Pesquisar algo relacionado

TJ-BA publica decreto com regras mais rígidas para licitações e reforça combate à corrupção e conflitos de interesse






O Tribunal de Justiça da Bahia (TJ-BA) publicou o Decreto Judiciário nº 730, de 22 de maio de 2026, que estabelece novas diretrizes para o relacionamento entre agentes públicos e terceiros no âmbito das licitações e contratos administrativos do órgão.

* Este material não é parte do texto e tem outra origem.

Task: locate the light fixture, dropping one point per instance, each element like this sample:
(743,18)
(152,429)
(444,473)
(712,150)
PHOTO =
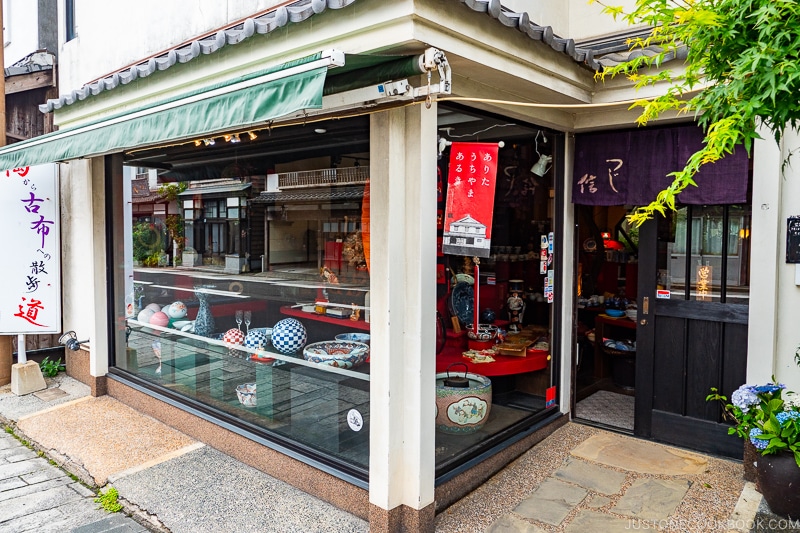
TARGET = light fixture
(70,340)
(540,168)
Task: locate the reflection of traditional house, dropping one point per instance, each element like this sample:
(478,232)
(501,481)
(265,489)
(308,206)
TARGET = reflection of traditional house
(466,232)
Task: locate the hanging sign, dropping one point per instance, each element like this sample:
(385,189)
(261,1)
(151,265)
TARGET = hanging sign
(30,301)
(470,199)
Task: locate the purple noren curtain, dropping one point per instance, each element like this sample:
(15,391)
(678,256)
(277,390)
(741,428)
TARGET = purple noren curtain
(632,167)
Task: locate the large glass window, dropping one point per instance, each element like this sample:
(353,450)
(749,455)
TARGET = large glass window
(266,321)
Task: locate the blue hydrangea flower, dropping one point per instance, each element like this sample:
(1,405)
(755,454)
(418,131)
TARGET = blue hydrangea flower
(784,416)
(769,388)
(744,397)
(758,443)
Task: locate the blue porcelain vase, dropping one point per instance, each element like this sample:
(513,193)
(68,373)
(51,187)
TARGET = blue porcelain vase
(204,323)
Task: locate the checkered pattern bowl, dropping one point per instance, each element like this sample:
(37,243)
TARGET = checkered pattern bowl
(341,354)
(257,338)
(288,336)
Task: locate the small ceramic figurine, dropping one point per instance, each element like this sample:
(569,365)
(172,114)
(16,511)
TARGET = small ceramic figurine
(328,275)
(516,308)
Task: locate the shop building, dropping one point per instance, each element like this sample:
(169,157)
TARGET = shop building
(315,314)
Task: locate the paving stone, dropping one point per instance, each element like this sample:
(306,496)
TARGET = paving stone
(43,475)
(652,499)
(37,501)
(11,483)
(594,477)
(38,521)
(23,467)
(551,502)
(30,489)
(511,524)
(597,501)
(82,490)
(586,521)
(116,523)
(639,456)
(48,395)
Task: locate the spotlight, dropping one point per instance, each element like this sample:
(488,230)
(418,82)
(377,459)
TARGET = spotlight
(70,340)
(541,166)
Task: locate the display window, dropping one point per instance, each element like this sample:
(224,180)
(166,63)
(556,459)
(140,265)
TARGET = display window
(508,360)
(262,316)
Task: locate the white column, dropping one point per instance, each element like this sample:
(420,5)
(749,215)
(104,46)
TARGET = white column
(83,257)
(403,303)
(568,285)
(766,248)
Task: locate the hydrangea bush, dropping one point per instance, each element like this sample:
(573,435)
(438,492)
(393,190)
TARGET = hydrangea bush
(767,415)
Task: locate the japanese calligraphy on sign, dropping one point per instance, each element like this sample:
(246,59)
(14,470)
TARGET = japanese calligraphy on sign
(470,199)
(29,218)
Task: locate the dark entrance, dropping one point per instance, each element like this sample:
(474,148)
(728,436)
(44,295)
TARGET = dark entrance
(693,295)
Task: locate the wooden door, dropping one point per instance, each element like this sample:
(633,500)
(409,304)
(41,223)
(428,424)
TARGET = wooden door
(693,297)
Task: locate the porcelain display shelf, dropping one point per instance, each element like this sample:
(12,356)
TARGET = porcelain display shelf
(344,322)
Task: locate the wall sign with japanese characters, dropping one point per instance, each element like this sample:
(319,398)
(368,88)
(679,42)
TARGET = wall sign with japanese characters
(30,301)
(470,199)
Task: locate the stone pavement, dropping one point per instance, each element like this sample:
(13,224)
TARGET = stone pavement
(37,496)
(578,479)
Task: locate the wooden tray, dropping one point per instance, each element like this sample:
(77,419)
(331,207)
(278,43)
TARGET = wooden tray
(516,349)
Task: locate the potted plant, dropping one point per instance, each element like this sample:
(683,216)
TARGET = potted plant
(769,417)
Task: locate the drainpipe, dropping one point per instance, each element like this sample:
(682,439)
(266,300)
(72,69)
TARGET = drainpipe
(6,349)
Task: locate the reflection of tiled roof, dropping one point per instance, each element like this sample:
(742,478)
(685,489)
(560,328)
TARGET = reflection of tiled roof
(34,62)
(309,195)
(216,188)
(151,198)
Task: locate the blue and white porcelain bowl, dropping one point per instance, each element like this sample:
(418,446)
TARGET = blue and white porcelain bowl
(246,392)
(257,338)
(288,336)
(341,354)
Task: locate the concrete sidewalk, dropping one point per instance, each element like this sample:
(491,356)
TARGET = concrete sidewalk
(578,479)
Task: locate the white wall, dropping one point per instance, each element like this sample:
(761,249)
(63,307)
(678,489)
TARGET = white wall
(21,34)
(575,19)
(787,293)
(111,35)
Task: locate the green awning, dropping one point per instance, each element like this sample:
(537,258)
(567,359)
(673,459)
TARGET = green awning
(238,104)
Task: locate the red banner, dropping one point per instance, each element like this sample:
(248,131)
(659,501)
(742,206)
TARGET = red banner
(470,199)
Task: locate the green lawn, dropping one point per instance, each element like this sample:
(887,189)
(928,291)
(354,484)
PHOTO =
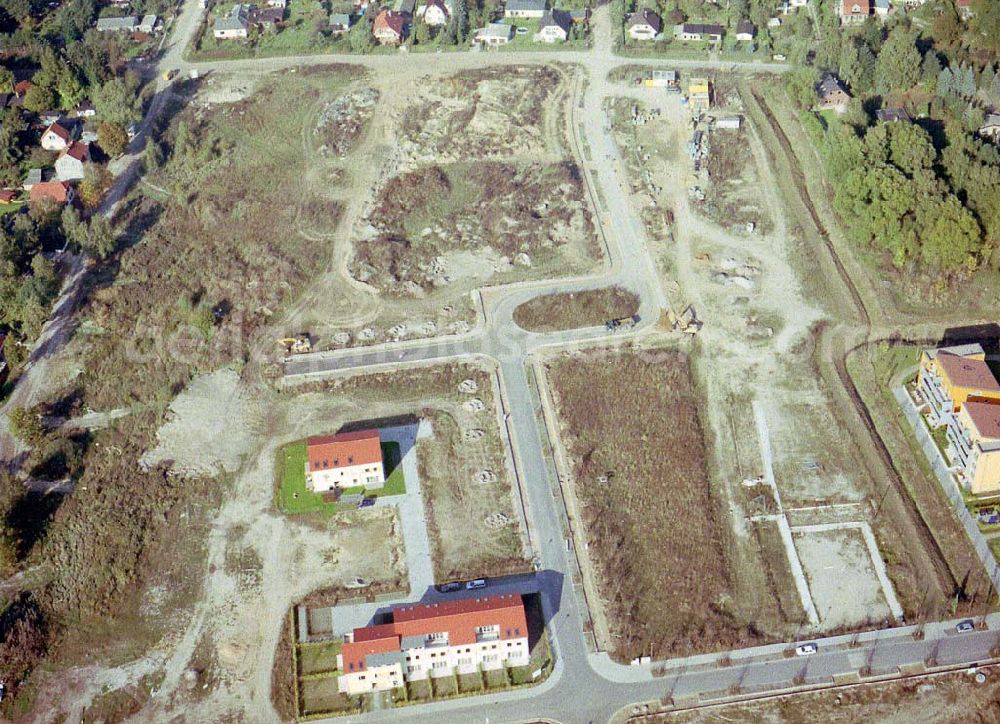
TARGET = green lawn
(294,497)
(315,658)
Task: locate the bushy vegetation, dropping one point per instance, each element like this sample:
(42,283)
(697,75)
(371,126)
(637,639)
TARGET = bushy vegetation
(924,194)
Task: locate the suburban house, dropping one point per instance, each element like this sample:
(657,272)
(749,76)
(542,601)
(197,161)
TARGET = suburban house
(84,109)
(991,127)
(56,138)
(524,8)
(553,27)
(494,34)
(32,178)
(69,165)
(662,79)
(59,191)
(699,94)
(232,26)
(951,376)
(435,640)
(832,95)
(346,460)
(854,11)
(436,12)
(892,115)
(339,23)
(127,24)
(745,31)
(643,25)
(699,31)
(390,27)
(974,446)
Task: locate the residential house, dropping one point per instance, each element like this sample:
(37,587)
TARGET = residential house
(494,34)
(525,8)
(56,138)
(69,165)
(991,127)
(699,94)
(59,191)
(832,95)
(127,24)
(553,27)
(340,23)
(699,31)
(346,460)
(951,376)
(892,115)
(435,640)
(32,179)
(854,11)
(745,31)
(233,25)
(436,13)
(643,25)
(390,27)
(84,109)
(662,79)
(265,18)
(973,436)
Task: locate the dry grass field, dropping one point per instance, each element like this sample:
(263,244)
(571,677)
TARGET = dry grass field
(632,429)
(554,312)
(946,699)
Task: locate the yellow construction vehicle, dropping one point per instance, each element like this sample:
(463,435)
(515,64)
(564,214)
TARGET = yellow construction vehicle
(296,345)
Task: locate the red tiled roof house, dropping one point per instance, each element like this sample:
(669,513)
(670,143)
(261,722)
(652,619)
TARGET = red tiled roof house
(56,138)
(436,639)
(347,460)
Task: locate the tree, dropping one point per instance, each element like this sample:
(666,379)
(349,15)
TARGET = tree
(950,235)
(117,100)
(897,67)
(984,26)
(361,36)
(96,180)
(26,425)
(39,98)
(112,138)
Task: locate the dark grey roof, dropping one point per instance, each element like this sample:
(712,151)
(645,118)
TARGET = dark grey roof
(385,659)
(555,18)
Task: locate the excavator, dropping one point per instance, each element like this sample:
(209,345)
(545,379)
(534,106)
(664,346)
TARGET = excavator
(299,344)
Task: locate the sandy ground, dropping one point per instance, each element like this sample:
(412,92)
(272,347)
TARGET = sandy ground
(210,425)
(841,578)
(747,290)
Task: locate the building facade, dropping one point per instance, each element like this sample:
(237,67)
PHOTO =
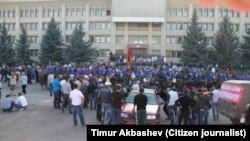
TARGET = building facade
(154,27)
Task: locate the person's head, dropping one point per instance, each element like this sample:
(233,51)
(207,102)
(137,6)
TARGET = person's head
(185,91)
(118,87)
(77,85)
(141,90)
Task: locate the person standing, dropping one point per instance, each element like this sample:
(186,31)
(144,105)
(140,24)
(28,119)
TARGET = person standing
(23,81)
(7,104)
(77,101)
(117,99)
(105,98)
(21,102)
(66,89)
(12,84)
(140,102)
(0,86)
(185,103)
(56,91)
(215,100)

A medida foi assinada pelo presidente do TJ-BA, José Edivaldo Rocha Rotondano, e integra o fortalecimento do Sistema de Integridade do Poder Judiciário baiano.

O decreto define regras de conduta para magistrados, servidores, estagiários e demais colaboradores envolvidos direta ou indiretamente em processos de contratação pública. O objetivo é ampliar a transparência, a ética e a prevenção de irregularidades em todas as fases das licitações e da execução contratual.

Entre os pontos centrais do normativo está a vedação ao recebimento de vantagens econômicas, presentes ou benefícios de empresas e pessoas interessadas em contratos com o tribunal. O texto também proíbe práticas como favorecimento de licitantes, uso de informações privilegiadas, fraude em processos licitatórios e conflitos de interesse.

A norma determina ainda que agentes públicos utilizem meios institucionais de comunicação com fornecedores e terceiros, como e-mails oficiais e registros formais de reuniões. Encontros externos às dependências do TJ-BA deverão ocorrer, preferencialmente, em horário comercial e com a presença mínima de dois agentes públicos.

O decreto também reforça o chamado princípio da segregação de funções, impedindo que um mesmo servidor atue simultaneamente em etapas consideradas mais suscetíveis a riscos dentro dos processos de contratação, com o objetivo de reduzir possibilidades de erros e fraudes.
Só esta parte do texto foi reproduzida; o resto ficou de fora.